Symposium: Craft and recover: Creating well-being in a changing working life

ABOUT THIS WEBINAR
A globalized economy, an aging labor force, technological advances and societal changes such as flattening organizational structures, freelance work, and emphasis on work agility and flexibility cause major changes in the ways work is organized, accomplished, and experienced. Also, spatial and temporal boundaries between work and non-work vanish, thereby weakening the separation of work and home, and increasing employees’ opportunities for autonomy at work. In this symposium, the focus will be on job crafting, off-job crafting, and recovery from work, highly topical areas of research that explore ways to improve employee well-being in response to the challenges of modern working life.

A core contribution of this symposium is to deepen the understanding of both crafting and recovery as complex phenomena and study their relationship to employee well-being using state-of-the-art research methods. The studies utilize data from intervention, daily diary, and longitudinal studies to contribute to the understanding of how to improve crafting and recovery and what are their short- and long-term outcomes. The studies presented utilize advanced statistical methods to answer novel research questions, for example, by using person-centered approach to identify job crafting and recovery profiles.

In the first contribution describes findings on the role of DRAMMA experiences (i.e., detachment, relaxation, autonomy, mastery, meaning, and affiliation) for optimal employee recovery based on his longitudinal study with 279 German employees, covering both leisure and work episodes.

The second contribution further builds on this work in applying the DRAMMA model to recovery during workday breaks in relation to well-being in the afternoon and in the evening in a daily diary study of 107 Finnish teachers.

Also focusing on recovery during workday breaks, the third contribution examines the relationship of recovery activities across different temporal settings. In a sample of 97 Finnish employees undergoing a recovery intervention, results suggest that engaging in lunchtime recovery activities increases time spent in recovery activities in the evening after work.

The fourth contribution uses longitudinal data with 664 Finnish employees over a period of two years to identify profiles of recovery-enhancing processes (psychological detachment from work, physical activity and sleep), and to examine the profiles’ antecedents and consequences for well-being.

Similarly adopting a person-centered approach, the fifth contribution identifies diverse job crafting profiles in order to understand how employees combine and use multiple job crafting strategies simultaneously and how this impacts their well-being.

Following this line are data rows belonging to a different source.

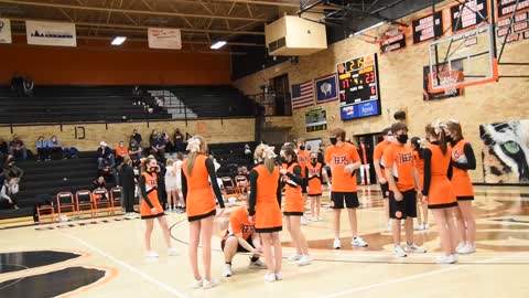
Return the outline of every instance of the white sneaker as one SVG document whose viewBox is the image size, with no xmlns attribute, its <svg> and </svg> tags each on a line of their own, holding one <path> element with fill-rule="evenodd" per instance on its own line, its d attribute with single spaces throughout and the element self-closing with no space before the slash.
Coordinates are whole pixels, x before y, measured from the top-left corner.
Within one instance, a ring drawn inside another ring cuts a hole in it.
<svg viewBox="0 0 529 298">
<path fill-rule="evenodd" d="M 309 221 L 306 220 L 305 215 L 301 216 L 301 225 L 307 225 Z"/>
<path fill-rule="evenodd" d="M 168 249 L 168 256 L 177 256 L 177 255 L 180 254 L 179 254 L 179 251 L 176 251 L 176 248 L 171 247 Z"/>
<path fill-rule="evenodd" d="M 423 224 L 414 224 L 414 225 L 413 225 L 413 230 L 415 230 L 415 231 L 422 231 L 422 230 L 424 230 L 424 225 L 423 225 Z"/>
<path fill-rule="evenodd" d="M 342 242 L 338 238 L 335 238 L 334 243 L 333 243 L 333 247 L 334 247 L 334 249 L 342 248 Z"/>
<path fill-rule="evenodd" d="M 204 279 L 204 284 L 202 285 L 202 288 L 203 289 L 210 289 L 210 288 L 216 287 L 216 286 L 218 286 L 217 280 L 215 280 L 213 278 L 212 278 L 212 280 Z"/>
<path fill-rule="evenodd" d="M 412 245 L 406 244 L 404 251 L 407 253 L 424 254 L 427 252 L 427 248 L 418 246 L 413 243 Z"/>
<path fill-rule="evenodd" d="M 199 289 L 204 285 L 204 279 L 198 279 L 198 280 L 193 280 L 193 284 L 191 285 L 192 289 Z"/>
<path fill-rule="evenodd" d="M 273 283 L 276 281 L 276 274 L 268 273 L 264 275 L 264 281 Z"/>
<path fill-rule="evenodd" d="M 456 249 L 456 252 L 457 252 L 457 254 L 462 254 L 462 255 L 474 254 L 476 252 L 476 245 L 475 244 L 465 244 L 460 249 Z"/>
<path fill-rule="evenodd" d="M 441 256 L 438 257 L 438 263 L 439 264 L 454 264 L 456 262 L 457 262 L 457 259 L 455 258 L 454 255 L 450 255 L 450 256 L 441 255 Z"/>
<path fill-rule="evenodd" d="M 365 242 L 360 236 L 354 237 L 350 241 L 350 244 L 353 246 L 356 246 L 356 247 L 366 247 L 367 246 L 367 242 Z"/>
<path fill-rule="evenodd" d="M 256 262 L 250 262 L 250 265 L 248 265 L 248 268 L 250 268 L 250 269 L 266 269 L 267 264 L 264 264 L 260 259 L 258 259 Z"/>
<path fill-rule="evenodd" d="M 294 254 L 289 257 L 289 262 L 294 262 L 294 260 L 300 260 L 302 255 L 300 254 Z"/>
<path fill-rule="evenodd" d="M 310 255 L 302 255 L 300 260 L 298 260 L 298 266 L 311 265 L 312 257 Z"/>
<path fill-rule="evenodd" d="M 224 269 L 223 269 L 223 276 L 224 277 L 230 277 L 231 274 L 231 265 L 229 264 L 224 264 Z"/>
<path fill-rule="evenodd" d="M 402 246 L 400 246 L 400 245 L 396 245 L 396 246 L 393 247 L 393 255 L 395 255 L 396 257 L 406 257 L 406 256 L 408 256 L 408 255 L 406 254 L 404 249 L 402 248 Z"/>
<path fill-rule="evenodd" d="M 148 258 L 156 258 L 156 257 L 159 257 L 159 255 L 158 255 L 156 252 L 150 251 L 150 252 L 147 252 L 147 253 L 145 253 L 145 257 L 148 257 Z"/>
</svg>

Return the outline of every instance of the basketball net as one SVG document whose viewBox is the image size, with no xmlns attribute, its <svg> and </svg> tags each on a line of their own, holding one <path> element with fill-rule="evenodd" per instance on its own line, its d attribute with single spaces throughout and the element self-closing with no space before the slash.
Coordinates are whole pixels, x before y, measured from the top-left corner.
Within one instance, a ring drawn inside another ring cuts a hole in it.
<svg viewBox="0 0 529 298">
<path fill-rule="evenodd" d="M 445 95 L 455 95 L 457 93 L 457 78 L 460 77 L 460 71 L 439 72 L 439 86 L 444 88 Z"/>
</svg>

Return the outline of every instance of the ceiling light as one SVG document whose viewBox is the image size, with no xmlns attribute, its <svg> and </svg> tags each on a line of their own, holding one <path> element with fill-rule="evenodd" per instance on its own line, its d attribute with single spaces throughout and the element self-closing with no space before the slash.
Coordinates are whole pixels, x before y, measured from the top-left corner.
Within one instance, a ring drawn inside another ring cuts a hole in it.
<svg viewBox="0 0 529 298">
<path fill-rule="evenodd" d="M 114 38 L 111 44 L 112 45 L 121 45 L 127 40 L 126 36 L 116 36 Z"/>
<path fill-rule="evenodd" d="M 218 42 L 212 44 L 212 46 L 209 46 L 209 49 L 212 49 L 212 50 L 218 50 L 218 49 L 220 49 L 220 47 L 223 47 L 223 46 L 225 46 L 225 45 L 226 45 L 226 42 L 225 42 L 225 41 L 218 41 Z"/>
</svg>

Her research is based on data collected over 6 months with 3 measurement occasions among 296 Finnish employees.

The last contribution brings crafting and recovery themes together by focusing on employees’ off-job crafting efforts. She will present results from pilot testing and process evaluation of a randomized controlled trial aimed at helping employees to actively shape their leisure activities.

CHAIR
Miika Kujanpää
Tampere University, Tampere, Finland

IN THIS SYMPOSIUM

Need satisfaction and optimal functioning at leisure and work: A longitudinal validation study of the DRAMMA model
Miika Kujanpää, Christine Syrek, Dirk Lehr, Ulla Kinnunen, Jo Annika Reins, Jessica de Bloom
Tampere University, Tampere, Finland.
University of Applied Sciences Bonn-Rhein-Sieg, Rheinbach, Germany.
Leuphana University of Lueneburg, Lueneburg, Germany.
University of Groningen, Groningen, Netherlands

Do break recovery experiences mediate the relationship between daily emotional job demands and affect in the afternoon and in the evening?
Anniina Virtanen, Michelle van Laethem, Jessica de Bloom, Ulla Kinnunen
Tampere University, Tampere, Finland.
University of Amsterdam, Amsterdam, Netherlands.
University of Groningen, Groningen, Netherlands

Recovery activities across different temporal settings
Marjaana Sianoja, Jessica de Bloom, Ulla Kinnunen
Tampere University, Tampere, Finland.
University of Groningen, Groningen, Netherlands

Working flexible, staying healthy – Development of a resource-oriented web-based training
Sarah E. Althammer, Anne Wöhrmann, Alexandra Michel
Federal Institute for Occupational Safety and Health (BAuA), Dortmund, Germany

Improving employees’ psychological well-being and job performance with the help of a hybrid off-job crafting intervention
Merly Kosenkranius, Jessica de Bloom, Floor Rink
University of Groningen, Groningen, Netherlands.
Tampere University, Tampere, Finland
ADDITIONAL INFO
  • Duration: 1 hour 30 minutes
  • Price: Free
  • Language: English
  • Who can attend? Everyone
  • Dial-in available? (listen only): Not available.